Arginase: Arginine – Ornithine Pathway

The enzyme arginase drives the second or alternative pathway of arginine metabolism in macrophages, catalyzing the hydrolysis of arginine to ornithine and urea. While arginase was known as an enzyme of the hepatic urea cycle since the discovery of the latter in 1932 by Krebs and Henseleit, it is also expressed in many non-hepatic cells. There are two isozymes of arginase (arginase I and arginase II), which catalyze the same biochemical reaction but differ in cellular expression, cell-type-specific regulation, and subcellular localization (17, 61). Hepatic urea cycle arginase I is expressed as a cytosolic enzyme, while human granulocyte arginase I is found in the granular compartment (41) and arginase II is a mitochondrial enzyme (61).

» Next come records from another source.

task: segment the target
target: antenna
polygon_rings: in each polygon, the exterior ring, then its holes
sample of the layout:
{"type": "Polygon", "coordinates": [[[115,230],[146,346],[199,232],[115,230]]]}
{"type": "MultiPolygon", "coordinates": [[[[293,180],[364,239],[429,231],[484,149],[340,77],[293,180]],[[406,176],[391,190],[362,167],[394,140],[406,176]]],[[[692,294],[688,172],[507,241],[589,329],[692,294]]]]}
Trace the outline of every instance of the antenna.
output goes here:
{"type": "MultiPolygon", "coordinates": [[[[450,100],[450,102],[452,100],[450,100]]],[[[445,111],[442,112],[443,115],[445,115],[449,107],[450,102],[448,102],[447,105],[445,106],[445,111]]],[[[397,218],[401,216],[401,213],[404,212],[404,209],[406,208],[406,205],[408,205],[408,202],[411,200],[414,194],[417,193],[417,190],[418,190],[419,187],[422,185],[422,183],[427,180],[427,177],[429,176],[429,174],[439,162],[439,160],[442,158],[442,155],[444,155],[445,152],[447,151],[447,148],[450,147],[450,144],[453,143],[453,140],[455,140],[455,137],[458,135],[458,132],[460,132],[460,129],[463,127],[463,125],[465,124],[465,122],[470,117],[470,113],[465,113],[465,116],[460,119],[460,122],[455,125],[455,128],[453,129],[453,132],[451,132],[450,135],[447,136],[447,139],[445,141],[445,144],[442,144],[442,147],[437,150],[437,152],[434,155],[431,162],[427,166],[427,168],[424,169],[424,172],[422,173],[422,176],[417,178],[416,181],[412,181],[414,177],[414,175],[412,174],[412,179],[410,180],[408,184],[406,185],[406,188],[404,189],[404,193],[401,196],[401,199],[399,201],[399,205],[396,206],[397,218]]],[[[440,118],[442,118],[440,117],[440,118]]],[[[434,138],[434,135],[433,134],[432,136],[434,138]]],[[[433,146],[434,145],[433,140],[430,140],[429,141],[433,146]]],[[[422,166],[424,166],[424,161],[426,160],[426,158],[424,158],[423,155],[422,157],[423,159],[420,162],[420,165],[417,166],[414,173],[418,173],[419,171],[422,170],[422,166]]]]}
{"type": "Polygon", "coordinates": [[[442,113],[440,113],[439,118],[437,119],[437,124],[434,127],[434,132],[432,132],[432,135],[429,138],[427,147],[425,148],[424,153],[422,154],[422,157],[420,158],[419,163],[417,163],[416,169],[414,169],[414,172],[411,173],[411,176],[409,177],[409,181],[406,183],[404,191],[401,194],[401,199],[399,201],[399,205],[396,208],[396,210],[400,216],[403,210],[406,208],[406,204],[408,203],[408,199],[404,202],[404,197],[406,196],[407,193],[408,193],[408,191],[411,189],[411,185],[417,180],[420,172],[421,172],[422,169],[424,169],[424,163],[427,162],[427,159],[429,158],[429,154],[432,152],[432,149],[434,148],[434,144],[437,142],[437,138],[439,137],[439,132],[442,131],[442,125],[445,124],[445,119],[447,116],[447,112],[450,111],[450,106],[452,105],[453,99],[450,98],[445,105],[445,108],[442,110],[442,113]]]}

It was initially demonstrated that murine macrophage arginase is inducible by PGE2 (62), Th2 cytokines, and cAMP, both alone (62) and synergistically acting together (63). The molecular details of this gene regulation were then clarified: the transcription factors STAT-6 and CEBP/β assemble at an enhancer element 3 kb upstream from the basal promoter of arginase I and Th2 cytokine-mediated murine arginase I mRNA induction is controlled by this mechanism (64). Meanwhile, human macrophage arginase I expression was demonstrated by synergistic induction with cAMP increasing treatments (PDE4 inhibition) in combination with IL-4 or TGF-β (65). The molecular details of this induction were also clarified recently in the murine RAW264.7 macrophage cell line, involving STAT-6 and CEBP/β binding to an IL-4 response element in the arginase I promoter (66). Another layer of complexity comes into play by the demonstration of pathogen-induced toll-like receptor (TLR)-mediated induction of arginase I in murine macrophages (67, 68).

Ornithine serves as a substrate for ornithine decarboxylase (ODC), a rate-limiting enzyme in the synthesis of polyamines. Polyamines are small, polycationic molecules, which regulate a multitude of cellular processes like DNA replication, protein translation, cell growth, and differentiation (69, 70). Much less is known about an involvement of polyamines in immune reactions: the polyamine spermine, e.g., inhibits pro-inflammatory cytokine synthesis of human, LPS-stimulated PBMC (71), arginine transport (72), and NO synthesis in rat (72) and murine macrophages (73). Ornithine, via the enzyme OAT, is also a precursor amino acid for the synthesis of proline, which itself is essential for the synthesis of collagen. Accordingly, arginase-derived ornithine might be important in tissue (re-)modeling processes. This hypothesis was supported by studies that demonstrated an increase in arginase levels in fibrotic lung disease (74) or allergic asthma (75, 76).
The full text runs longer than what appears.